Git development
 help / color / mirror / Atom feed
From: "Derrick Stolee via GitGitGadget" <gitgitgadget@gmail.com>
To: git@vger.kernel.org
Cc: christian.couder@gmail.com, gitster@pobox.com,
	johannes.schindelin@gmx.de, johncai86@gmail.com,
	karthik.188@gmail.com, kristofferhaugsbakk@fastmail.com,
	me@ttaylorr.com, newren@gmail.com, peff@peff.net, ps@pks.im,
	Taylor Blau <me@ttaylorr.com>, Derrick Stolee <stolee@gmail.com>,
	Derrick Stolee <stolee@gmail.com>
Subject: [PATCH v4 03/13] t/perf: add pack-objects filter and path-walk benchmark
Date: Wed, 13 May 2026 21:18:45 +0000	[thread overview]
Message-ID: <fb8a0f9c43d4e41712839a93c4db6a294a7b5285.1778707135.git.gitgitgadget@gmail.com> (raw)
In-Reply-To: <pull.2101.v4.git.1778707135.gitgitgadget@gmail.com>

From: Derrick Stolee <stolee@gmail.com>

Add p5315-pack-objects-filter.sh to measure the performance of
'git pack-objects --revs --all' under different filter and traversal
combinations:

 * no filter (baseline)
 * --filter=blob:none (blobless)
 * --filter=sparse:oid=<oid> (cone-mode sparse)

Each filter scenario is tested both with and without --path-walk,
producing paired measurements that show the impact of the path-walk
traversal for each filter type as we integrate the --path-walk feature
with different --filter options. It currently has no integration so
falls back to the standard revision walk.
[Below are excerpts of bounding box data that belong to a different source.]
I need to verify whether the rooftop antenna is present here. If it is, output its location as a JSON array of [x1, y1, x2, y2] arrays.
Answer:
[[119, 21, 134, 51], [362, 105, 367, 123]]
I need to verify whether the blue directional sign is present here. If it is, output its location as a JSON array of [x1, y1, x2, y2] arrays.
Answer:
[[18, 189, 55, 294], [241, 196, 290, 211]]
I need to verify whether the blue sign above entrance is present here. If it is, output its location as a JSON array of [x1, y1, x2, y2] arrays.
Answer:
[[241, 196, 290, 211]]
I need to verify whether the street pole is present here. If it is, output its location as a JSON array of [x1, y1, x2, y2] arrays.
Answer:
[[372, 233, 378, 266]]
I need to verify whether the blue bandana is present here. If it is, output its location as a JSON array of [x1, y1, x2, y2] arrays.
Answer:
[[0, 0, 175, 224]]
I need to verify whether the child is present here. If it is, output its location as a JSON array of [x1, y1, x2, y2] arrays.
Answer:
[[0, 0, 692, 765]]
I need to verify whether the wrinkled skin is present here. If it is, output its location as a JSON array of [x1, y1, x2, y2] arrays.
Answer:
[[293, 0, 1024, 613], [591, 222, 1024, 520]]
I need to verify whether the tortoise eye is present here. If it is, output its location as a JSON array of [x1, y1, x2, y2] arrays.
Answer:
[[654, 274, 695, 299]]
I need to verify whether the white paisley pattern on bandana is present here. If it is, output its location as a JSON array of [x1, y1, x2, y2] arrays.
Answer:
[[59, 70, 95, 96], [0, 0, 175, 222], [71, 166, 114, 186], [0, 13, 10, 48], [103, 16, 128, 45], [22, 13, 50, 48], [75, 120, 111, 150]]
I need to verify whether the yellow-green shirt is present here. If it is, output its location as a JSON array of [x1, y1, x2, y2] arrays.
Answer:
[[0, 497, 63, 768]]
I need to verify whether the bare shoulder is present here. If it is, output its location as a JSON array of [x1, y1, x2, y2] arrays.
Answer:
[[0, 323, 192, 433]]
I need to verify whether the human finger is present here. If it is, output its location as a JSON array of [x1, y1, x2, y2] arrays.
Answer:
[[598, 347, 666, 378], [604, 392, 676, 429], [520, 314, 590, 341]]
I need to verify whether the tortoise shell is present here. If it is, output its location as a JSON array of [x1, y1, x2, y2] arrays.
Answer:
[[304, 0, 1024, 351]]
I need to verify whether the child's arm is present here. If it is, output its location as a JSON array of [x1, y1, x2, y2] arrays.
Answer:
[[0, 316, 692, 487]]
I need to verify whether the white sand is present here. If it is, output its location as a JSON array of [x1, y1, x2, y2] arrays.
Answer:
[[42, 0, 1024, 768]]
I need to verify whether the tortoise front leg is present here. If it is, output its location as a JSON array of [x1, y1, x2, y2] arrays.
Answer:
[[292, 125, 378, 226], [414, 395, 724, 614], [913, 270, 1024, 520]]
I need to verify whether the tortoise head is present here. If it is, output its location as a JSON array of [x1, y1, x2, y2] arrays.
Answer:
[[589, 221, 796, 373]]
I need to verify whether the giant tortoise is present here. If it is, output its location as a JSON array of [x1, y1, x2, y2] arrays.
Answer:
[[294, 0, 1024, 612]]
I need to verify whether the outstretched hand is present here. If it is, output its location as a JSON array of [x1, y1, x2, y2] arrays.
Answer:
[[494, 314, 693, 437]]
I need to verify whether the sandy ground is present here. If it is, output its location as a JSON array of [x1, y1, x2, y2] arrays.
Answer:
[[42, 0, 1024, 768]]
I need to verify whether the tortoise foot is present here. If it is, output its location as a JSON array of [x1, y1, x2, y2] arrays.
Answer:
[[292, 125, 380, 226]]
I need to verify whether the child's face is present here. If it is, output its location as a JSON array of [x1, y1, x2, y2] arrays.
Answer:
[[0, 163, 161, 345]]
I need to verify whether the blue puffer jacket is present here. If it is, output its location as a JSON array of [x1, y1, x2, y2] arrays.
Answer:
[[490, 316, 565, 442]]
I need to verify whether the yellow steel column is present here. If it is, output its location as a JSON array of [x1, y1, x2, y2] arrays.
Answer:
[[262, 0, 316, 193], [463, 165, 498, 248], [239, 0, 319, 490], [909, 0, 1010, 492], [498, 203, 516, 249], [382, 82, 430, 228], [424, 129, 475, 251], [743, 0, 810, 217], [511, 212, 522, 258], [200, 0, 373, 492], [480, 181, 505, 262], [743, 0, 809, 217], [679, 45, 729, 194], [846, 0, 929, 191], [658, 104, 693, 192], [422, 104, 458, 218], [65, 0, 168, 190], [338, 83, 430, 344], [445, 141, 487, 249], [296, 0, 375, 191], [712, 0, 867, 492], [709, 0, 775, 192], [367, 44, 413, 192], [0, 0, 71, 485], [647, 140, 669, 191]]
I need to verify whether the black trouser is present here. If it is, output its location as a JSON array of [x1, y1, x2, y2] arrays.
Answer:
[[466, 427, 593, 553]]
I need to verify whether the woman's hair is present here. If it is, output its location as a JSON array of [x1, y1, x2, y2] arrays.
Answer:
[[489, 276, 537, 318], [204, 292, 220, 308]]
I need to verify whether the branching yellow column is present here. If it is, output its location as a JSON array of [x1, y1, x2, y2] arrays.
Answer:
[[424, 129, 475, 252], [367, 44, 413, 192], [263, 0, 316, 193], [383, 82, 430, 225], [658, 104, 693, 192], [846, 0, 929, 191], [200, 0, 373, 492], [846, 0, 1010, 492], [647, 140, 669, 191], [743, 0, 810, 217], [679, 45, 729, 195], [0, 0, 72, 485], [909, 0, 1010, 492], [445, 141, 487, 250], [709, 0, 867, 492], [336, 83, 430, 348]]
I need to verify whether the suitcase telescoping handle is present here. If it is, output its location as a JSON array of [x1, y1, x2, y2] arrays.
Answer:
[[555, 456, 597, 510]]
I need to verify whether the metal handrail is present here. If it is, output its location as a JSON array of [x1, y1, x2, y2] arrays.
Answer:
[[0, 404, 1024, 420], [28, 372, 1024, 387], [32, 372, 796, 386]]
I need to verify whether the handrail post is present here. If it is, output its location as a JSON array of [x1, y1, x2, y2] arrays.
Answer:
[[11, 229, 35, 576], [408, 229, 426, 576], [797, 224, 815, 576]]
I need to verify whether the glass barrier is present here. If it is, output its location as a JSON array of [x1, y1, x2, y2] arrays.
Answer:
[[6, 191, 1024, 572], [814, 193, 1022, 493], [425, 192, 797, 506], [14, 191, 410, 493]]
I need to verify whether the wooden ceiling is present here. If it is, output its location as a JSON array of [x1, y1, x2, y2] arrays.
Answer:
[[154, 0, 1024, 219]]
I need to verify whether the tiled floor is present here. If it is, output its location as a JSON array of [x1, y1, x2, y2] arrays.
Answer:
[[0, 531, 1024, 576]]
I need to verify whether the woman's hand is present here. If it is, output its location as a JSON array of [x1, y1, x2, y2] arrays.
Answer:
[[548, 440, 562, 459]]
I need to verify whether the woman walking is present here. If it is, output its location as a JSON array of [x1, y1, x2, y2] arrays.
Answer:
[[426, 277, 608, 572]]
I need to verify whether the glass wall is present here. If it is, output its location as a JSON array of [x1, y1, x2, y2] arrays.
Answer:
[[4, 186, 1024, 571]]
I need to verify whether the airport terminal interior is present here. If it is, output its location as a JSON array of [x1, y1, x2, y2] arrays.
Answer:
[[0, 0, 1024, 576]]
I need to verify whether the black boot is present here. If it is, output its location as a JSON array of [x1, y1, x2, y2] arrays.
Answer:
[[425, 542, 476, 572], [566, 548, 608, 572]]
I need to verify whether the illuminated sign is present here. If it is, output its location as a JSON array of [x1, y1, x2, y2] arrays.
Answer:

Thus, there are no significant
differences in the current results other than a full repack (and even
then, the --path-walk feature is not incredibly different for the
default Git repository):

Test                                             HEAD
-----------------------------------------------------
5315.2: repack (no filter)                      27.91
5315.3: repack size (no filter)                250.7M
5315.4: repack (no filter, --path-walk)         34.92
5315.5: repack size (no filter, --path-walk)   220.0M
5315.6: repack (blob:none)                      13.63
5315.7: repack size (blob:none)                137.6M
5315.8: repack (blob:none, --path-walk)         13.48
5315.9: repack size (blob:none, --path-walk)   137.7M
5315.10: repack (sparse:oid)                    72.67
5315.11: repack size (sparse:oid)              187.4M
5315.12: repack (sparse:oid, --path-walk)       72.47
5315.13: repack size (sparse:oid, --path-walk) 187.4M

The sparse filter definition is built automatically by sampling
depth-2 directories from the test repository, making the test work
on any repo passed via GIT_PERF_LARGE_REPO. For repos that lack
depth-2 directories, a single top-level directory is used; for flat
repos, the sparse tests are skipped via prerequisite.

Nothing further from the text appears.